On peut toujours éprouver l’opposabilité de cette proposition pour l’opérateur en faisant un rapide calcul du chiffre d’affaires = nombre d’habitants estimé sur la zone x [15 € mensuels x 12]. Quel pourcentage de ce chiffre d’affaires représente notre poste d’infirmière ? Pour ce qui concerne le CHIV, rien d’extravagant.

Nous sommes en parallèle en train de travailler sur des raffinements de cette rémunération, qui doit se penser nette d’autres frais tels que le temps et l’espace hospitaliers mis à disposition lors des interventions des antennistes, dont la durée et la technicité sont variables selon qu’elles nécessitent un simple accès ou un grutage, avec mise à disposition d’un parking, d’agents de sûreté…, et naturellement la consommation électrique des équipements au réel. En conclusion, après avoir étudié le potentiel que représentent ces équipements, l’hôpital gagne à prendre le lead sur ce sujet, optimisable rapidement et sans que cela nécessite une usine à gaz bureaucratique…

Le passage à la 5G devrait conduire les opérateurs à venir toquer à votre porte pour organiser le changement de leur équipement, ce qui présente une bonne opportunité de renégocier et de revenir à un certain équilibre dans le contrat, personne n’ayant intérêt à ce que la 5G tarde à se mettre en place sur votre site.


Notes

[1] Référence à une citation de Mérimée, reprise par Jean-Marc Sauvé, vice-président du Conseil d’État, lors du colloque organisé dans le cadre des entretiens du Conseil d’État en droit public économique, « La valorisation économique des propriétés des personnes publiques », 6 juillet 2011.

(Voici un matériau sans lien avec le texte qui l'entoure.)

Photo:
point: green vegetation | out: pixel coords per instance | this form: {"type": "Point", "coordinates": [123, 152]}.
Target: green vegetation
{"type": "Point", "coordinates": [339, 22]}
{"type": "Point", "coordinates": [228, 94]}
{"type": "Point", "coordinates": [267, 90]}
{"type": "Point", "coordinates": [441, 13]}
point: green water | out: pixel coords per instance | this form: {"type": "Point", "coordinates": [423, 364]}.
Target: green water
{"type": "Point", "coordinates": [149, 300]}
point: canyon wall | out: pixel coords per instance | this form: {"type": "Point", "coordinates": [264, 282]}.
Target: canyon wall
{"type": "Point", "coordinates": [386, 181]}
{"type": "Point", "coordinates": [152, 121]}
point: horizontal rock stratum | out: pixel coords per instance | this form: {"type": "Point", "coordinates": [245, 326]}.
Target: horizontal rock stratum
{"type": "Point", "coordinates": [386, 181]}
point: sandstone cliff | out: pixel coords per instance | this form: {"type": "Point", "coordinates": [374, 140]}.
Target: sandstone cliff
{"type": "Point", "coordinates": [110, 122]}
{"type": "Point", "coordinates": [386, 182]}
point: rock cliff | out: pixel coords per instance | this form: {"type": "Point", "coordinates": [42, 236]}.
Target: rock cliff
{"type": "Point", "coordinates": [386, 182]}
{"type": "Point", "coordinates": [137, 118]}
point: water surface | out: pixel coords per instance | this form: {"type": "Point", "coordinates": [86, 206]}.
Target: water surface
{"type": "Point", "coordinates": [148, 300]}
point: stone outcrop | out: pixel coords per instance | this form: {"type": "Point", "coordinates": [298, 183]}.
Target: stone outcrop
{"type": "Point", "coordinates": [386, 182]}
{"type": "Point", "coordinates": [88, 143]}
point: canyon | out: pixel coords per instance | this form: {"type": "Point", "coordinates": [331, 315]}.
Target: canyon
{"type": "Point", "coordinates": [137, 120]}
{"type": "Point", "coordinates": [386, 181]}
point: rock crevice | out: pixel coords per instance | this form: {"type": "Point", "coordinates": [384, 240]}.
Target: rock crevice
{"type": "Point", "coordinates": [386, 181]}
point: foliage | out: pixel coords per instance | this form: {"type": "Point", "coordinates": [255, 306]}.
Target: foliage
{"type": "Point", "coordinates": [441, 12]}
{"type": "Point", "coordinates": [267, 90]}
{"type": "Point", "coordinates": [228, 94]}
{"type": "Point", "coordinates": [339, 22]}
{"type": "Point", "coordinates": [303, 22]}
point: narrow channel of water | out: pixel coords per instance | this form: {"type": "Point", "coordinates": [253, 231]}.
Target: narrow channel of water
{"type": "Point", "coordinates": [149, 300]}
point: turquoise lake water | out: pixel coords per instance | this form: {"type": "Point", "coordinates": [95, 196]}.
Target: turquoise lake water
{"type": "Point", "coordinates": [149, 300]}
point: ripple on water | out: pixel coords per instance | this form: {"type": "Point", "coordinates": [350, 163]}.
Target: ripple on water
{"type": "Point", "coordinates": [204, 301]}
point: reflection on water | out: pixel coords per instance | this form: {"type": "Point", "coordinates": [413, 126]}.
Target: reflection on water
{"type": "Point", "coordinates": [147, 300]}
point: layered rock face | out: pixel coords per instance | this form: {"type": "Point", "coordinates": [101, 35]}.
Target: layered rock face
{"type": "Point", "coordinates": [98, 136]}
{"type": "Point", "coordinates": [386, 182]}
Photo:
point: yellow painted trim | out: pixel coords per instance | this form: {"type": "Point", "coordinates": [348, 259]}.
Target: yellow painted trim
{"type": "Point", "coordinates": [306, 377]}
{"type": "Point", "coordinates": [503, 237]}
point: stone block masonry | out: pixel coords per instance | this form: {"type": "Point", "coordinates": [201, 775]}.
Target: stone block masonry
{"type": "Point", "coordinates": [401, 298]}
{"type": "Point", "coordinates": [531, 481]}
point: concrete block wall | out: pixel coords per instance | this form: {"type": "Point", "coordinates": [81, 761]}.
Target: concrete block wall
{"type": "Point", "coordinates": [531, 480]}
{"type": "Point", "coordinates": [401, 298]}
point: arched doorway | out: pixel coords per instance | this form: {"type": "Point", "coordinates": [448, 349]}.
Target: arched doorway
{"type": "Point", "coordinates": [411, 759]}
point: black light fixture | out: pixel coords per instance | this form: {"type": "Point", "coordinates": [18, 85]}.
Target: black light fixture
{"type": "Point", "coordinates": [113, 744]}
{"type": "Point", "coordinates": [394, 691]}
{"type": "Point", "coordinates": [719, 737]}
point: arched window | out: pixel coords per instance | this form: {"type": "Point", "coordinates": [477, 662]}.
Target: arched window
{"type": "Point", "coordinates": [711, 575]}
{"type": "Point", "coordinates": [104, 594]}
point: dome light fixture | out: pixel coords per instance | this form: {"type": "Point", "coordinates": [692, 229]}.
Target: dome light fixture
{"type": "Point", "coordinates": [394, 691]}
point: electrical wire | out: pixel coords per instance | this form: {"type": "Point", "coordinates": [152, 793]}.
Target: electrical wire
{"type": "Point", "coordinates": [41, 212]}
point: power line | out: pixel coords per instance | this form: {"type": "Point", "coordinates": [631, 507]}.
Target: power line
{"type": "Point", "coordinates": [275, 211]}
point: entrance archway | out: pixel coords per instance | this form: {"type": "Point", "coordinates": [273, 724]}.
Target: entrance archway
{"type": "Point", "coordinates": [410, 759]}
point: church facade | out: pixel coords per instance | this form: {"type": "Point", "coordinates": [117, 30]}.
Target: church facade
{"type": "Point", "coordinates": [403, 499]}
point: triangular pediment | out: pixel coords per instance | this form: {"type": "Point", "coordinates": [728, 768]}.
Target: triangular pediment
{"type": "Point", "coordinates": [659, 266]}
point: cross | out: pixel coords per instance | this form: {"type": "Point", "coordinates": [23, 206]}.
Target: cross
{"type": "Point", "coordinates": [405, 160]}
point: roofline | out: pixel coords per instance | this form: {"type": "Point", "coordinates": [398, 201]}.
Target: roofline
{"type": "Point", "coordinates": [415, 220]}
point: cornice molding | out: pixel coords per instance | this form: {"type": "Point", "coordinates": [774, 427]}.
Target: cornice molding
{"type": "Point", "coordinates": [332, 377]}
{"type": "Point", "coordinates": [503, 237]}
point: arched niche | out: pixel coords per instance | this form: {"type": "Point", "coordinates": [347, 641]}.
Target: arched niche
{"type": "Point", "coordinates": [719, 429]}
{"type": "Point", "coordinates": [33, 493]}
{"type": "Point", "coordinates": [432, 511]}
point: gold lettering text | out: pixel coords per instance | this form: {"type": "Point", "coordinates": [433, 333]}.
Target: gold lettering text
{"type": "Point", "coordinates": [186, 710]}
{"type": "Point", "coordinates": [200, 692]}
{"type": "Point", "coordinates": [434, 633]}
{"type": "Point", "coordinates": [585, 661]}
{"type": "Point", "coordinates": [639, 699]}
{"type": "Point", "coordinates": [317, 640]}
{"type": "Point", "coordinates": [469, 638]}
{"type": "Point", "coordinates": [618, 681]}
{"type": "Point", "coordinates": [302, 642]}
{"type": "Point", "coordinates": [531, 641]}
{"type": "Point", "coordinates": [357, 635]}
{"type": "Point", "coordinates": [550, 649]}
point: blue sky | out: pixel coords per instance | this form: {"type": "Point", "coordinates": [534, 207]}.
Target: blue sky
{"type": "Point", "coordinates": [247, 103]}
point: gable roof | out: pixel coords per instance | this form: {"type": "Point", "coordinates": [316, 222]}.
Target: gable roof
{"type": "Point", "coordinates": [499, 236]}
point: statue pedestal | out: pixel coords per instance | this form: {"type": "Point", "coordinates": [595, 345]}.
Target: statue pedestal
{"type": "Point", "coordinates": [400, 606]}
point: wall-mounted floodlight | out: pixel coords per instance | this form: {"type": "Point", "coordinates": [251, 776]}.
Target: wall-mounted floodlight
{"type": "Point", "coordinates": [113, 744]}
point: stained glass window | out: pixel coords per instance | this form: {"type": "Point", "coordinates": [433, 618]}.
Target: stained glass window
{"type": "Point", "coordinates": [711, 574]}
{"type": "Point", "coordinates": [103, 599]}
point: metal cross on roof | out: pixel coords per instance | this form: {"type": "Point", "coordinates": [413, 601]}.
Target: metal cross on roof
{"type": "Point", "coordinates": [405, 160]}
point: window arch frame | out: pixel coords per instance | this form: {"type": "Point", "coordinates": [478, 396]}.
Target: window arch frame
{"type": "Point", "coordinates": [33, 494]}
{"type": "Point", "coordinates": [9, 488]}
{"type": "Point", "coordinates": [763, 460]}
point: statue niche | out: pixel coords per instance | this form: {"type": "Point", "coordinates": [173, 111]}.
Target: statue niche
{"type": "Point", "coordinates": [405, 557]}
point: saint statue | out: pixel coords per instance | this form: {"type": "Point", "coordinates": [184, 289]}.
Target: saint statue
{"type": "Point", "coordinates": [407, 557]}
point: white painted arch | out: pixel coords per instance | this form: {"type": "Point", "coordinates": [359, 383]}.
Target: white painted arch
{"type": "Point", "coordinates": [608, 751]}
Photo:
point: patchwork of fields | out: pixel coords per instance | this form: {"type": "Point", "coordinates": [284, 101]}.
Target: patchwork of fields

[2] Guide Anap, « Dynamisation des actifs immobiliers des établissements sanitaires et médico-sociaux : cession de sites complexes », novembre 2022.

[3] Pour une utilisation privative, que cette personne soit elle-même publique ou privée.

[4] Appel à manifestation d’intérêt lancé par l’établissement public du musée du Louvre, « Occupation du domaine public », 2023 – louvre.fr.

[5] CE, 11 février 1998,Ville de Paris c/Association pour la défense des droits des artistes peintres sur la place de Tertre.

[6] Tribunal administratif, Bordeaux, 4e chambre, 13 juillet 2023, n° 2101719.

[7] Conseil d’État, section S,1er octobre 2015, n° 372030.

[8] CAA Versailles, 29 juin 2017,n° 16VE01019, Mme A E : JurisData n° 2017-016301, CAA Marseille, 29 juin2017, n° 15MA02266, SCI Le Littoral. C. Roux, La Semaine juridique. Administrations et collectivités territoriales, n° 43-44,30 octobre 2017, p. 2260.

[9] CE, 21 mars 2003,SIPPEREC, n° 189191.

[10] CE, 28 sept. 2021,n° 431625, CCAS Pauillac.

[11] CE, 21 mars 2003, SIPPEREC, n° 189191.